Ever wonder what ACEs stands for and why it is important to understand?
According to the Early Childhood Learning and Knowledge Center, ACEs stands for Adverse Childhood Experiences and was one of the largest studies done on the impact of childhood abuse and neglect on health and well-being later in life. The original ACE study was conducted at Kaiser Permanente from 1995-1997 and included two waves of data collection. More than 17,000 people participated in physical exams and confidential surveys regarding their childhood experiences, current health status, and behaviors.
The ACE survey consisted of ten questions. You can find the topics covered in the survey here: Trauma and Adverse Childhood Experiences (ACEs) | ECLKC (hhs.gov). Please be warned before you view the page, keep in mind these topics are sensitive and may be triggering.
In order to better help you understand the outcomes, I found this excerpt from the Early Childhood Learning and Knowledge Center on the results of the study: “Researchers found that these experiences (ACEs) had a profound impact on health outcomes later in life. The ACEs study revealed that stress is a biological mechanism. Traumatic experiences do not simply happen to children, they happen inside their brains and bodies. Stress causes the body to release cortisol. Prolonged exposure to dangerously high levels of cortisol—known as toxic stress—impacts the brain’s capacity and ability to learn. Thus, students who are victims of trauma are at increased risk for academic failure and often under-perform or struggle in the classroom.”
Isn’t this supposed to be a blog about ACEs and Resilience?
Yes, and this is where my personal story comes in. The first time I looked at the ACE questionnaire I was puzzled. Based on my score, my life should not have turned out as well as I thought. I looked up at the counselor who had given me the questionnaire. He must have known I was confused because he asked me to turn the paper over. Flipping the page over quickly, to my surprise there was another questionnaire, but this time it was called the resiliency questionnaire. I began to fill it out, but this time I saw support I had received from people along the way, even though I had faced challenges in my life. I realized I was resilient.
Resiliency is defined as the ability to recover from adversity. Resiliency can come in many different forms, but one of the easiest ways I began to understand resiliency is by resources available. Resources come in all different shapes and forms.

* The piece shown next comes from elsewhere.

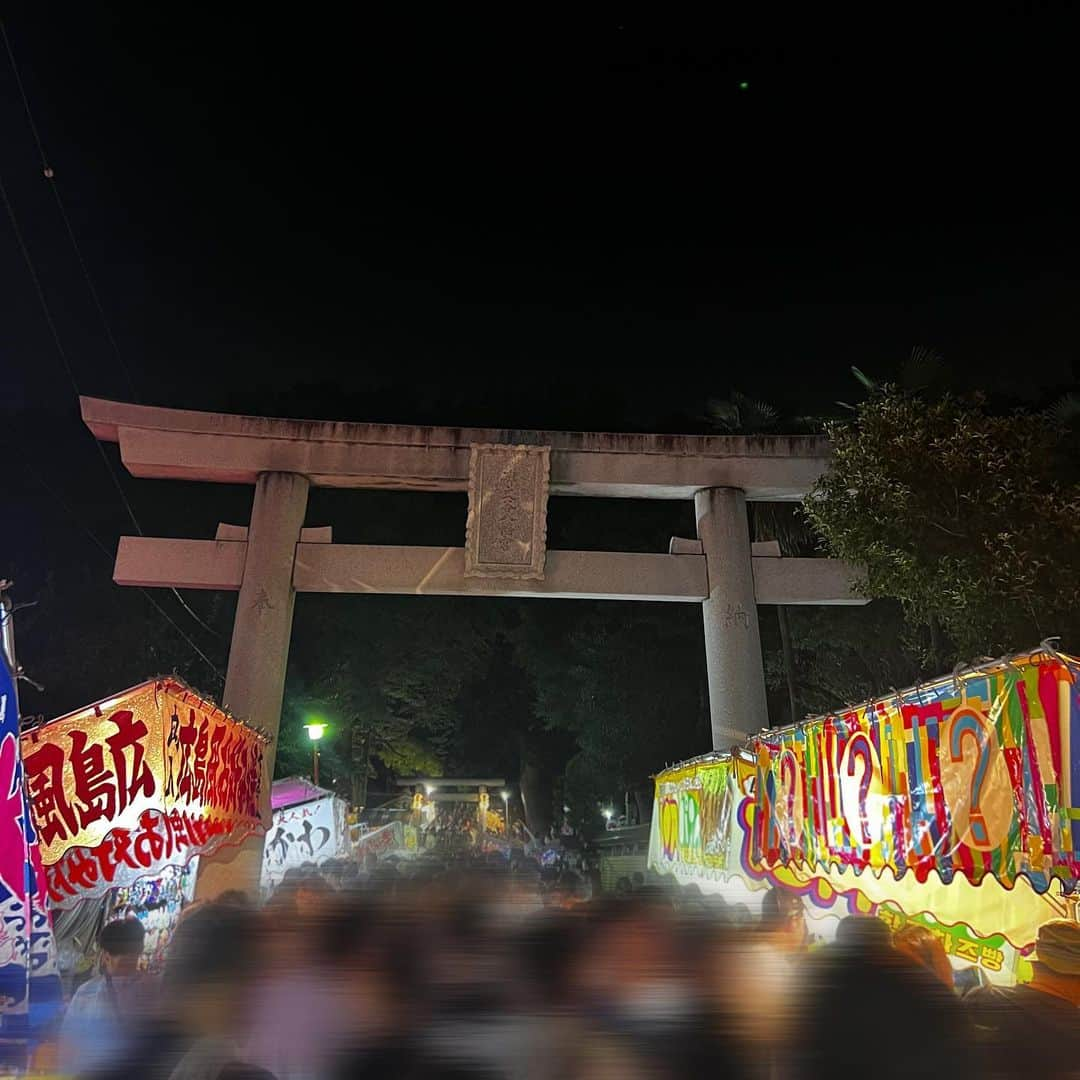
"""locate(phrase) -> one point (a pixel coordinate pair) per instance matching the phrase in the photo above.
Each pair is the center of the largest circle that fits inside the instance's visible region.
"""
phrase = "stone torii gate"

Modeling resiliency can help to show kids and people what it looks like to overcome challenges. When modeling this skill it is important not to be dismissive of thoughts and feelings about challenges, but to be supportive and actively listen. No one is perfect and it is important to model making mistakes and growing from them. Helping younger kids can start small. Even something like this song: https://youtu.be/f3qeScWXOUs about flexible thinking can help kids work through everyday challenges until they are able to work through some of the bigger challenges they are facing. If your child is not into songs, they may like this story that goes with the song: https://youtu.be/Yv4xniOiQqQ.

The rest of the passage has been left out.